Bitakwira relance le débat en affirmant que Baraka pourrait tomber aux mains de l’AFC/M23 et du MRDP-Twirwaneho
Minembwe Capital News
Alors que la situation sécuritaire demeure particulièrement préoccupante dans le territoire de Fizi et dans plusieurs autres localités de la province du Sud-Kivu, l’homme politique Justin Bitakwira a de nouveau suscité de vives réactions après avoir exhorté le haut commandement des Forces armées de la République démocratique du Congo (FARDC) à quitter les bureaux pour diriger personnellement les opérations sur le terrain.
Dans un message publié sur les réseaux sociaux, Justin Bitakwira a déclaré que si la ville de Baraka venait à tomber sous le contrôle de la coalition Alliance Fleuve Congo (AFC/M23) et du MRDP-Twirwaneho, cette évolution ouvrirait un corridor stratégique vers Kalemie, dans la province du Tanganyika, en passant par le lac Tanganyika ainsi que par l’axe routier Fizi–Baraka.
Il a déclaré :
« Chefs militaires des FARDC, quittez vos bureaux et venez diriger les opérations sur le terrain. À défaut, l’AFC/M23 et le MRDP-Twirwaneho prendront le contrôle de la ville de Baraka, ce qui leur faciliterait ensuite la conquête de Kalemie. »
Ces déclarations ont rapidement circulé sur les réseaux sociaux, où elles ont suscité de nombreuses réactions.
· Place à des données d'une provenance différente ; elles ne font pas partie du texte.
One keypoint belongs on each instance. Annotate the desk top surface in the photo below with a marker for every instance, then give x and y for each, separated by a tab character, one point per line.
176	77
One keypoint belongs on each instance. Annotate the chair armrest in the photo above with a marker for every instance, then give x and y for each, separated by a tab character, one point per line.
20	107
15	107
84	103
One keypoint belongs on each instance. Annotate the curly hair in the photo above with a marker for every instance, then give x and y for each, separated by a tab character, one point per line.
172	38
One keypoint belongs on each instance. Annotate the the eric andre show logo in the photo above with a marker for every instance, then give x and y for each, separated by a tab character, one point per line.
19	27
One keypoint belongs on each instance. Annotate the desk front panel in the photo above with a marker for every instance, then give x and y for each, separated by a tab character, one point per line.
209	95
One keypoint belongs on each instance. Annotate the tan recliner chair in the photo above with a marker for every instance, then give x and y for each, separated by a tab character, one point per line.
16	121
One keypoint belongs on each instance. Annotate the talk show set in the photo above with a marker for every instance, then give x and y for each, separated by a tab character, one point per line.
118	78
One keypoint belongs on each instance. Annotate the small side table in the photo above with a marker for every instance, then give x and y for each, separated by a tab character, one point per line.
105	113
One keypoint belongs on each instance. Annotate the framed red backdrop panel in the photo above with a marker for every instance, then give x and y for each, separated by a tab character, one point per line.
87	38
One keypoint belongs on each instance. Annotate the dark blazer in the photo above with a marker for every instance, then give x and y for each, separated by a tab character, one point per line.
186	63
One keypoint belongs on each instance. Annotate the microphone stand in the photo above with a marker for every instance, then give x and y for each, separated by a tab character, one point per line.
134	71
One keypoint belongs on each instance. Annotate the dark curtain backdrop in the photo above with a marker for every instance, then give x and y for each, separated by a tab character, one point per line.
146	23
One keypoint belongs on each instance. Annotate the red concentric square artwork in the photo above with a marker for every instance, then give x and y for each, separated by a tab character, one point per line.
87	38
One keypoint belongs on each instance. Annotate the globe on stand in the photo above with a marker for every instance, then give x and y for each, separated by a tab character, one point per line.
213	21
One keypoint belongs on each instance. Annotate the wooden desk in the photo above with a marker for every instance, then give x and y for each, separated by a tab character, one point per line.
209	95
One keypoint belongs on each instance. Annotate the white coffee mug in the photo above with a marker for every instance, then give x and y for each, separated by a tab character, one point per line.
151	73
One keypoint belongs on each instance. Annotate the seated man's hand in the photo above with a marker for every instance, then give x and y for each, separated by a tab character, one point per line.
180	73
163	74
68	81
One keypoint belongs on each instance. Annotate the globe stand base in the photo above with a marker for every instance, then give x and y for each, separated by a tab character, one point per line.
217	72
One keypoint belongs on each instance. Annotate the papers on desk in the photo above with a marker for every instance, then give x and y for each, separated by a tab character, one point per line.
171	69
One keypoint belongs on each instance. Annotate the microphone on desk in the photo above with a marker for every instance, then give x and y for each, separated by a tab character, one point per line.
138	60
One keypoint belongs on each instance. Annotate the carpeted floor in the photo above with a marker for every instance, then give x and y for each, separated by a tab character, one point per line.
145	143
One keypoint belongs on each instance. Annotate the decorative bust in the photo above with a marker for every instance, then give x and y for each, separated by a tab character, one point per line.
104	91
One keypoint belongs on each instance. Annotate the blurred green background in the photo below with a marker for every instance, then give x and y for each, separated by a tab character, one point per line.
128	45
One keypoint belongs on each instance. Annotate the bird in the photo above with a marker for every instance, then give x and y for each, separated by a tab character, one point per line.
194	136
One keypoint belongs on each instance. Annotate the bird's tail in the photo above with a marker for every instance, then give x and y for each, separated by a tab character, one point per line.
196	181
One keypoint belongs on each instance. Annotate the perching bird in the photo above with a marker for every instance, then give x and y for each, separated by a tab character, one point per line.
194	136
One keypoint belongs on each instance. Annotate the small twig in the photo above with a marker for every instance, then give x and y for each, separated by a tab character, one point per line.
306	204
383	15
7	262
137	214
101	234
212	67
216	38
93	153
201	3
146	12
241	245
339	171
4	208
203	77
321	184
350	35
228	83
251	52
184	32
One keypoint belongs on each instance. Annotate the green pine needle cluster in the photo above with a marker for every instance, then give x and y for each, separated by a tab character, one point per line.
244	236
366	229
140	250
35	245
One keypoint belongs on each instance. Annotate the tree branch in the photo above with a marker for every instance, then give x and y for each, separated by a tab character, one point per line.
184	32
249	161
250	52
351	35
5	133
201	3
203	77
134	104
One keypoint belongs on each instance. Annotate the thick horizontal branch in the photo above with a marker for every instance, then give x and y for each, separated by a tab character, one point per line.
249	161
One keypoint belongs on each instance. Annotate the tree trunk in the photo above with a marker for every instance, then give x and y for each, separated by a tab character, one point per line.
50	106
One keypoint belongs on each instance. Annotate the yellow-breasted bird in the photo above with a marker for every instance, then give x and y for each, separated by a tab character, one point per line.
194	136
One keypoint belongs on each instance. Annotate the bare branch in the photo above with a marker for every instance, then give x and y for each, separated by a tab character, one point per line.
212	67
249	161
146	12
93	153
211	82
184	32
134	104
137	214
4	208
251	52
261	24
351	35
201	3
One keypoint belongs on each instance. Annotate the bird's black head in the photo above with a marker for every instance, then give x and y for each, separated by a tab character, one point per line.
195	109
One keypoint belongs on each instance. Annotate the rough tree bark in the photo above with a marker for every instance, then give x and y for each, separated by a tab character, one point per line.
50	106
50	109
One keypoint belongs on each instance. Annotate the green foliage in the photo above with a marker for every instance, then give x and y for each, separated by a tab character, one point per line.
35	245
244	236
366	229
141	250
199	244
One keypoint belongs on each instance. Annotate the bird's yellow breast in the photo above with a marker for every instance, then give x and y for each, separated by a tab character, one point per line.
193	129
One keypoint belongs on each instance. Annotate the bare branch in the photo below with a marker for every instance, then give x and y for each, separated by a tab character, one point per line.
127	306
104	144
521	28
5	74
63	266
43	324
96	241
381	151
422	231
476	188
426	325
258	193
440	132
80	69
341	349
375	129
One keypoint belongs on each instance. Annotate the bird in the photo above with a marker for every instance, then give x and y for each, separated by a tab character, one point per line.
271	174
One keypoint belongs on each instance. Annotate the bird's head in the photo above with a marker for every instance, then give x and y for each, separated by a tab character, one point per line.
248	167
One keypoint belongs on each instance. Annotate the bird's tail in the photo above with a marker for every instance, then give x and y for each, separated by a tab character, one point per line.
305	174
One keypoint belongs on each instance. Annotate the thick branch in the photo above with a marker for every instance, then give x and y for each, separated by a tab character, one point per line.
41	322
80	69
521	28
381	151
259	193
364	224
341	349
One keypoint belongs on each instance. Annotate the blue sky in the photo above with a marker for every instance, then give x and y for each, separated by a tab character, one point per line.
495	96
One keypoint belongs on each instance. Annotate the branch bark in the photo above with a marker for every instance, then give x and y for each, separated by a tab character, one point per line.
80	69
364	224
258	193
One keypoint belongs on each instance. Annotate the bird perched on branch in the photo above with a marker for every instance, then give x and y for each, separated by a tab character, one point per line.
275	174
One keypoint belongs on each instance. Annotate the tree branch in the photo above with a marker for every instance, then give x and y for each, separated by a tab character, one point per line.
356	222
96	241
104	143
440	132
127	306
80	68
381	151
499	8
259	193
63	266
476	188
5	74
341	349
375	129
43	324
Plusieurs observateurs y voient l’expression de profondes inquiétudes quant à une éventuelle dégradation de la situation sécuritaire à Baraka.
Par ailleurs, des informations en provenance de cette région indiquent que les FARDC ont lancé une opération consistant à saisir les équipements Wi-Fi détenus par certains habitants de la ville de Baraka. Les autorités militaires affirment que cette mesure s’inscrit dans le cadre du renforcement des dispositifs de sécurité et du contrôle de la circulation des informations.
Cette décision intervient quelques jours après la suspension des services de télécommunication dans plusieurs secteurs du territoire de Fizi. Selon plusieurs analystes, ces mesures pourraient viser à mieux contrôler les flux d’informations liés aux opérations militaires en cours, bien que les FARDC n’aient pas encore communiqué officiellement sur les motifs détaillés de ces restrictions.
De son côté, le MRDP-Twirwaneho affirme poursuivre ses opérations militaires dans le territoire de Fizi, tandis que les FARDC soutiennent qu’elles continuent de mener des offensives contre les groupes armés actifs dans cette région.
La situation sécuritaire dans la province du Sud-Kivu demeure suivie de près par la population ainsi que par les analystes, alors que les différentes parties au conflit continuent de diffuser des versions divergentes concernant l’évolution des combats sur le terrain.